“Incomprehensible and evil attack,” says British judge.
Kunal Mohanty (pic courtesy Crown Office)
London, Nov 14 Christopher Miller has been jailed for at least eighteen years for his unprovoked racial killing of Indian merchant naval officer Kunal Mohanty in Glasgow in March this year. Mohanty had chosen Glasgow to appear for his Masters exams. His wife was expecting their first child at the time of the murder.
Judge John Beckett found the attack "as incomprehensible as it was evil" at the sentencing. Miller, a 25 year old unemployed man, had slashed Mohanty’s neck with a knife in Central Glasgow as the Indian officer and friends were walking down the street. Miller had approached Mohanty and asked for a cigarette. When Mohanty replied that he did not smoke, Miller pulled out a lock knife without warning and slashed his neck. A doctor who tried to save Mohanty testified that the 18cm wound, which severed the carotid artery and jugular vein, was one of the worst injuries he had seen in 29 years of practice.
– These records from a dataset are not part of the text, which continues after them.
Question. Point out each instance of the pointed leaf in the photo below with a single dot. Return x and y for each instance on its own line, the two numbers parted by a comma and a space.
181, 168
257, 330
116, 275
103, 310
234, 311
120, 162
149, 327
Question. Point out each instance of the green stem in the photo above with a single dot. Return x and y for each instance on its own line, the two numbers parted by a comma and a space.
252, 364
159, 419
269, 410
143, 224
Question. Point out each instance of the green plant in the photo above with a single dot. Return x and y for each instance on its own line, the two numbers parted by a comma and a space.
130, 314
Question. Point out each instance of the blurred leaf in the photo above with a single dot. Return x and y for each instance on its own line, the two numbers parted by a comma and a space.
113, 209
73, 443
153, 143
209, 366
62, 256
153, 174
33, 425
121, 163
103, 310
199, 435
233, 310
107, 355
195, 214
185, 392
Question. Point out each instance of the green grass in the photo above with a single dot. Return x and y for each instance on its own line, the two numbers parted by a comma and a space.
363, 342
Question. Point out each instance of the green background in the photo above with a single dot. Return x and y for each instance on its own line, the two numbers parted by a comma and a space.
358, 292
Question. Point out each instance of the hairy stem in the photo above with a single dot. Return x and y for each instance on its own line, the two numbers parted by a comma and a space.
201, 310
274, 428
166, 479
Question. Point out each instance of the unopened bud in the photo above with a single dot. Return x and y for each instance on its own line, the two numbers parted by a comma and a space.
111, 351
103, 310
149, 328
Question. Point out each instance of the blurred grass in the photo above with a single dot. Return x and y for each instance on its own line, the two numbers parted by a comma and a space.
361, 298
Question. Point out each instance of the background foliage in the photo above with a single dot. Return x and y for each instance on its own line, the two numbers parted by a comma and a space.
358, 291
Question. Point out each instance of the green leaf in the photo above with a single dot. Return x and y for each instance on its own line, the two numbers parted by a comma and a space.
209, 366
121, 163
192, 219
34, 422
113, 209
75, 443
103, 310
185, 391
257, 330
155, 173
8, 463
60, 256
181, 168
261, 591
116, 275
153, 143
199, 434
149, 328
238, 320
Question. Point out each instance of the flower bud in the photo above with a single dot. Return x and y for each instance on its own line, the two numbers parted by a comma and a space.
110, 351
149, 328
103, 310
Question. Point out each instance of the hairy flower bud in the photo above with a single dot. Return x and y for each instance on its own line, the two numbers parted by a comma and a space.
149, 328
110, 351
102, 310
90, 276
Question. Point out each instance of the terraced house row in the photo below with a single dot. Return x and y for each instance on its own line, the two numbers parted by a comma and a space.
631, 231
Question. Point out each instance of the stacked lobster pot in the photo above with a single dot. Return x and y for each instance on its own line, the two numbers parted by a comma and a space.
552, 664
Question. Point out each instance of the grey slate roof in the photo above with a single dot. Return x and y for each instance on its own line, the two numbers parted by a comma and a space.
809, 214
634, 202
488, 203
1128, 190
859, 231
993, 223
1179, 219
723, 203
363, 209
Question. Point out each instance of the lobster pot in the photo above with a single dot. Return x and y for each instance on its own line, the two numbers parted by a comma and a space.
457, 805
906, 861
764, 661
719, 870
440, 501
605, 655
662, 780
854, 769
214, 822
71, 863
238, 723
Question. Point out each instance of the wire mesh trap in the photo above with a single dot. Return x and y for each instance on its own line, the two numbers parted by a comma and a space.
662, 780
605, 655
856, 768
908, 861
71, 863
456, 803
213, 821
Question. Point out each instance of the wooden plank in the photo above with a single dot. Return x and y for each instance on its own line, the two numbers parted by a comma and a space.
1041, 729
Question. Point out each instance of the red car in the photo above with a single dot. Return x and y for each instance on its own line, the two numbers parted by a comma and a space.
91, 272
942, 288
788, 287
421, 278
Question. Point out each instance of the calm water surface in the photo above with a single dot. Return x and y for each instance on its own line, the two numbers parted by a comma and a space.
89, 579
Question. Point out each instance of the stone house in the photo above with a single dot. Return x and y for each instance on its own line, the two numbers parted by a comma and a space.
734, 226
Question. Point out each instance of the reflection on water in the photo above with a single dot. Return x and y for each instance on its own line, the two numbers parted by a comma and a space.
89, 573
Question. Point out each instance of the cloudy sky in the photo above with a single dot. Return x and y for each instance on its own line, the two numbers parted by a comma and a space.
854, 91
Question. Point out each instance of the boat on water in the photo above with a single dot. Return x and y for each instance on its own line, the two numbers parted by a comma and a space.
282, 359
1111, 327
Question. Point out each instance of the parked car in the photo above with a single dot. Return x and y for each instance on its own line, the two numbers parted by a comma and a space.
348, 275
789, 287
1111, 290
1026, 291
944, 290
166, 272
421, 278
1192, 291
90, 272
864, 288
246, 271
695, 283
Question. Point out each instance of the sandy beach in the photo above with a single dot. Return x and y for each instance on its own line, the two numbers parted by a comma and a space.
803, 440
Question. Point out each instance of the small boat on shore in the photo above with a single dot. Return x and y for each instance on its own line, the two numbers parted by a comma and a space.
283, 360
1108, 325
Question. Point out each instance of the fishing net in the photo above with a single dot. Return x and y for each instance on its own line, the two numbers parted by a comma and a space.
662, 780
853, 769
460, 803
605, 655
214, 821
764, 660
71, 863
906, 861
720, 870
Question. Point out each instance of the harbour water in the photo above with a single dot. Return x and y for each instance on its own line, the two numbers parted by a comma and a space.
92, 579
While Mohanty lay bleeding, Miller was caught on CCTV cameras whooping and celebrating the attack in a nearby car park with a friend. He later burned his clothes to destroy evidence.
Miller’s brother Jamie testified that the killer had told him later that he had “done a Paki”. Miller had claimed all through the trial that the attack was not racist but a botched drunken mugging attempt that had gone “horribly wrong.” His lawyer had claimed that the fact that Mohanty was an Asian was “irrelevant” to the tragic death. The jury did not buy this, convicting Miller unanimously of murder. Neither did the judge, who told Miller in the courtroom that his behaviour after the murder suggested that he was anything but sorry at the time. "You went on to commit further crimes and appeared to celebrate them,” he said, referring to Miller’s behaviour later at an Asian takeaway, where he behaved aggressively with staff, threatening them, shouting racial abuse and spraying them with ketchup. “There can be no justification for slashing the neck of a man who had done you no harm whatsoever. Everyone in this country should feel shame for what you did.”
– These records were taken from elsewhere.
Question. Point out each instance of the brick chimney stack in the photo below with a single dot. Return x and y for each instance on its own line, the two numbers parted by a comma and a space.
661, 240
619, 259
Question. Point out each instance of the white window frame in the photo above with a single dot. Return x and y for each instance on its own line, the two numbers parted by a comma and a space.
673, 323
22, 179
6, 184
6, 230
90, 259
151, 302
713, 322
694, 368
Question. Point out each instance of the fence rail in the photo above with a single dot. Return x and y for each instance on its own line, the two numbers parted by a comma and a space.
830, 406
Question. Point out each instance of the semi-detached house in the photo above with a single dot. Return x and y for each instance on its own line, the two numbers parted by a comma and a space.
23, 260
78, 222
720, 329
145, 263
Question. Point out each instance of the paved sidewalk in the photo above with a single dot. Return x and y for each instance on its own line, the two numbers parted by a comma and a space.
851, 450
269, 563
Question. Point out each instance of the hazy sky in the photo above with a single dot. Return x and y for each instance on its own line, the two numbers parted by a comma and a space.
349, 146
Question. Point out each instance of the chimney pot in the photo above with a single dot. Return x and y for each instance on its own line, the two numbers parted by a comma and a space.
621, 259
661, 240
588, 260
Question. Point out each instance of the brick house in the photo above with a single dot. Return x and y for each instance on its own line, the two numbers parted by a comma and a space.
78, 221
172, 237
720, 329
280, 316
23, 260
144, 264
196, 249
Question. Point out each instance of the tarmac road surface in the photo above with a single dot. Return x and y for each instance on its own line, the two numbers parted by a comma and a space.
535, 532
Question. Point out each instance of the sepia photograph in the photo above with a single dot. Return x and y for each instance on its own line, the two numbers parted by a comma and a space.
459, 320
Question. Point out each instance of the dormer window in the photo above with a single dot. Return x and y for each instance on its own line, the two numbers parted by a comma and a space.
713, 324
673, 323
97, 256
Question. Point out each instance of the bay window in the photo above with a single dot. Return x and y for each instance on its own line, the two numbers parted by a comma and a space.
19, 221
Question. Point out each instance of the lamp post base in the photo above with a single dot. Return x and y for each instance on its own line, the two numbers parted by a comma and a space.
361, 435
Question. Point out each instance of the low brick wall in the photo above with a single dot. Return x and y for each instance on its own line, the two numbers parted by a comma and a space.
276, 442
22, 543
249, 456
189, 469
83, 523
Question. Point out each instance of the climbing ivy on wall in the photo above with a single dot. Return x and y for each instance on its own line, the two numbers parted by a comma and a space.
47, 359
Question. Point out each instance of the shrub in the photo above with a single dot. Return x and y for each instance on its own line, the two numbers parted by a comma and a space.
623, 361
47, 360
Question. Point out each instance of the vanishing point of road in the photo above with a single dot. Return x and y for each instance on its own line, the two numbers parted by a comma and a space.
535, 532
Kunal’s brother Kanishk is justifiably angry. “This is supposed to be a developed country. I fail to understand what kind of developed country it is where citizens of that country can do something like this to someone simply because they are different,” he said. Meanwhile, back home in Jalandhar, Kunal’s father Devendar Mohanty expressed some satisfaction that the killer had been convicted. He told the media, "Yes, I know my son will not come back, but I am happy that something has been done". Kunal’s mother Suman is less forgiving. “This sort of criminal should be hanged,” she said. “I wish there was the death penalty in England.”
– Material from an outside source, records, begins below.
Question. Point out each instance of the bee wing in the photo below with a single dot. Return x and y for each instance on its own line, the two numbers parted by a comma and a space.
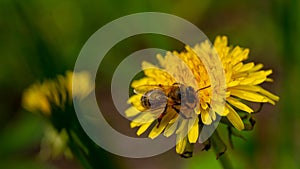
145, 88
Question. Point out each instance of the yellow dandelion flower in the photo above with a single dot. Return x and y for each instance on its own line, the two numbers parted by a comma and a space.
177, 93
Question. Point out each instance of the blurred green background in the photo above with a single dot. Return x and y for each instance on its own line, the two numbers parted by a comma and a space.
40, 39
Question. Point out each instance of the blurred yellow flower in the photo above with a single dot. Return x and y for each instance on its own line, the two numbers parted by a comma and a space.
186, 69
43, 97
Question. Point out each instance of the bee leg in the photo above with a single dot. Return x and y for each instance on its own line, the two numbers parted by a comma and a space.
180, 113
161, 116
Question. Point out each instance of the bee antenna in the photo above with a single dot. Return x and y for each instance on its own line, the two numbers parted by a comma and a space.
203, 88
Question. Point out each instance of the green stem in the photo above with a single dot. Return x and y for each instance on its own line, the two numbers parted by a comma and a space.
225, 161
220, 149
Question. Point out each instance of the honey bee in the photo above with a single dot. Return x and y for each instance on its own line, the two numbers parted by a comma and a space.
179, 97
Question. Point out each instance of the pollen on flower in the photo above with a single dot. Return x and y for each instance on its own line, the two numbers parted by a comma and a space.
187, 69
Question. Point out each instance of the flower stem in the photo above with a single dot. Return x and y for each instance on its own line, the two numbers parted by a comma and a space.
220, 150
225, 161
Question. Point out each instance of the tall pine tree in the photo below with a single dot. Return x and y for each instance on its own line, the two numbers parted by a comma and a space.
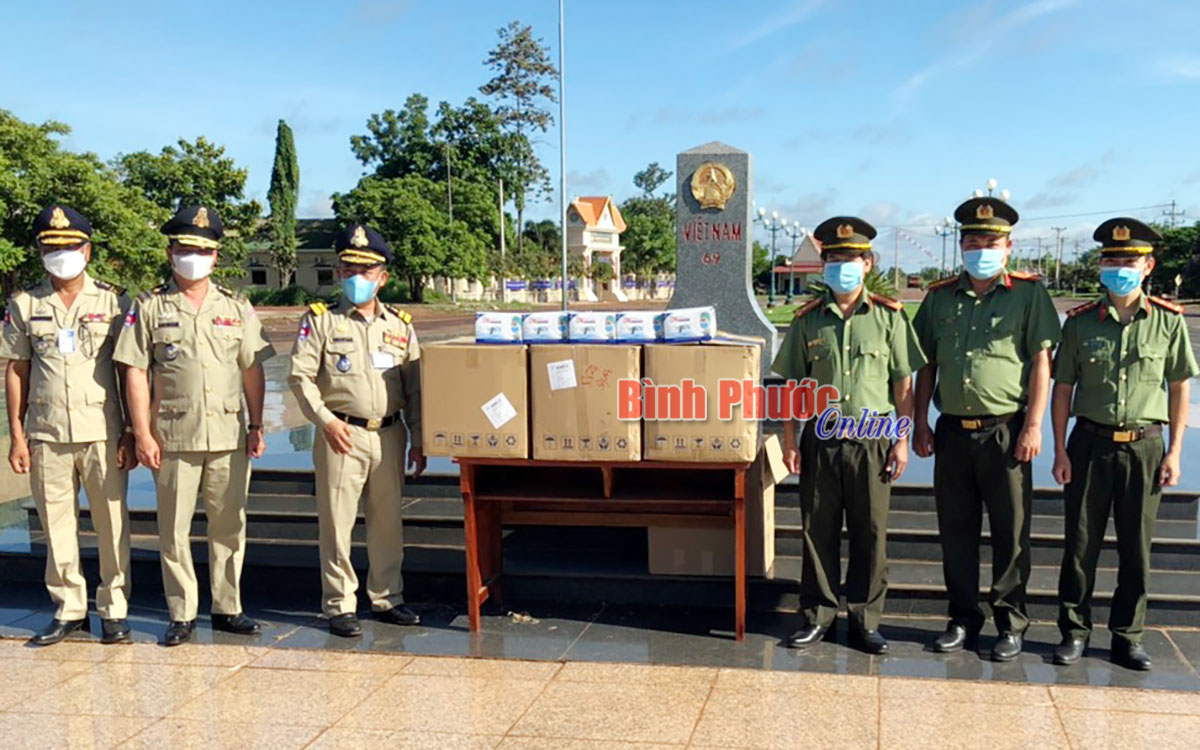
282, 196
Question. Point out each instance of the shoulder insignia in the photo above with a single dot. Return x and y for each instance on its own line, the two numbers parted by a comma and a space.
808, 307
400, 313
1083, 309
1165, 305
887, 301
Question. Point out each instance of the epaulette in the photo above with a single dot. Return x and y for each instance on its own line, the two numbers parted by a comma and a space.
149, 293
887, 301
108, 287
400, 313
1165, 305
1081, 309
808, 307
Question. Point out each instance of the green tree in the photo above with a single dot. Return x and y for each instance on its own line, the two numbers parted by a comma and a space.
522, 90
282, 196
197, 173
408, 211
35, 171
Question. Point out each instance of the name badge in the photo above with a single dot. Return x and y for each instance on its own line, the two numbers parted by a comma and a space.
66, 340
383, 360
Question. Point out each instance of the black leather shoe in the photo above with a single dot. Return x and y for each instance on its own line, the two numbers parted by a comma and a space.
1131, 655
237, 624
1007, 647
869, 641
1069, 651
399, 615
58, 630
179, 631
955, 639
807, 636
345, 625
114, 630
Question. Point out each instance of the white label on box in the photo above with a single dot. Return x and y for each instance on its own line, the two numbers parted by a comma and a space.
498, 411
562, 375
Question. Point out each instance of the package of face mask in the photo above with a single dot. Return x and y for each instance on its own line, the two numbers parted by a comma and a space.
639, 327
689, 324
592, 327
498, 327
545, 327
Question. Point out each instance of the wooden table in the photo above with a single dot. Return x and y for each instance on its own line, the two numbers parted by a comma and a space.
521, 491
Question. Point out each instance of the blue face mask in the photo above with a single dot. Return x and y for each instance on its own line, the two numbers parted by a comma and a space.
359, 289
1121, 280
844, 277
984, 263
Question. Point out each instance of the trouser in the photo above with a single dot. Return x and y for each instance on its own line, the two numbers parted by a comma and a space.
58, 472
372, 472
1122, 478
222, 479
976, 469
844, 478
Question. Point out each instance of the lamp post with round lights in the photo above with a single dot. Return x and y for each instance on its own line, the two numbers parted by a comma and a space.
774, 225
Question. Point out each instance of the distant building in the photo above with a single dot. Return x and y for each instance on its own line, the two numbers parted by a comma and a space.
593, 233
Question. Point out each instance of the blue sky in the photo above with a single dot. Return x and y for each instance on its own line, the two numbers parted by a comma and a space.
892, 111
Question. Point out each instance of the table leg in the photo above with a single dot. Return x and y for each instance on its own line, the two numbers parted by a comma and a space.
471, 533
739, 551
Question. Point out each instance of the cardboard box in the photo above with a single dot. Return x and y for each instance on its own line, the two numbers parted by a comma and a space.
709, 552
573, 389
474, 400
711, 439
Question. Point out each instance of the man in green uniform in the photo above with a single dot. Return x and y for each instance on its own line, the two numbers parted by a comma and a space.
66, 421
862, 345
193, 351
988, 334
354, 371
1116, 355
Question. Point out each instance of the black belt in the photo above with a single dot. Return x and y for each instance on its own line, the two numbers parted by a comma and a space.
369, 424
981, 423
1117, 435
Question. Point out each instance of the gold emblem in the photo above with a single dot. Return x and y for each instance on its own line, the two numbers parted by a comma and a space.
712, 185
59, 219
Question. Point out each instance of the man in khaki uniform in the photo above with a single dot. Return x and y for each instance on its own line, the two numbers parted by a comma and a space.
193, 349
66, 421
354, 370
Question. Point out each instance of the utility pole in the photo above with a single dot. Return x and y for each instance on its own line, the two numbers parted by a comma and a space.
1057, 262
1173, 214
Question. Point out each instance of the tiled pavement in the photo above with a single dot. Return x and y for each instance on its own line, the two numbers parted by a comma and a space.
210, 695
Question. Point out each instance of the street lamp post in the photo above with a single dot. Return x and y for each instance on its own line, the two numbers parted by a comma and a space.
945, 229
772, 225
796, 232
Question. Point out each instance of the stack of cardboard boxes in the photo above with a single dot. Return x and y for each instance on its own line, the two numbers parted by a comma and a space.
563, 402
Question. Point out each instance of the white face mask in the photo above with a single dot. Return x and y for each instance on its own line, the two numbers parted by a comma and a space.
64, 264
192, 267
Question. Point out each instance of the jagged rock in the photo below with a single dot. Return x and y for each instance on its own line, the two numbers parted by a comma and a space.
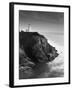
33, 49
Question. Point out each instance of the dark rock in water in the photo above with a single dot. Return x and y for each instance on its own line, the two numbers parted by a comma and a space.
34, 49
Postscript: In connected developments, British authorities have expressed concern over the activities of racist and neo Nazi organisations in recent days after the far right British National party achieved its best result so far in a Scottish election; at least some British newspapers, including the Guardian, fear that the Miller verdict will only increase tensions in Glasgow. The BNP has been accused of orchestrating racist confrontations in the past.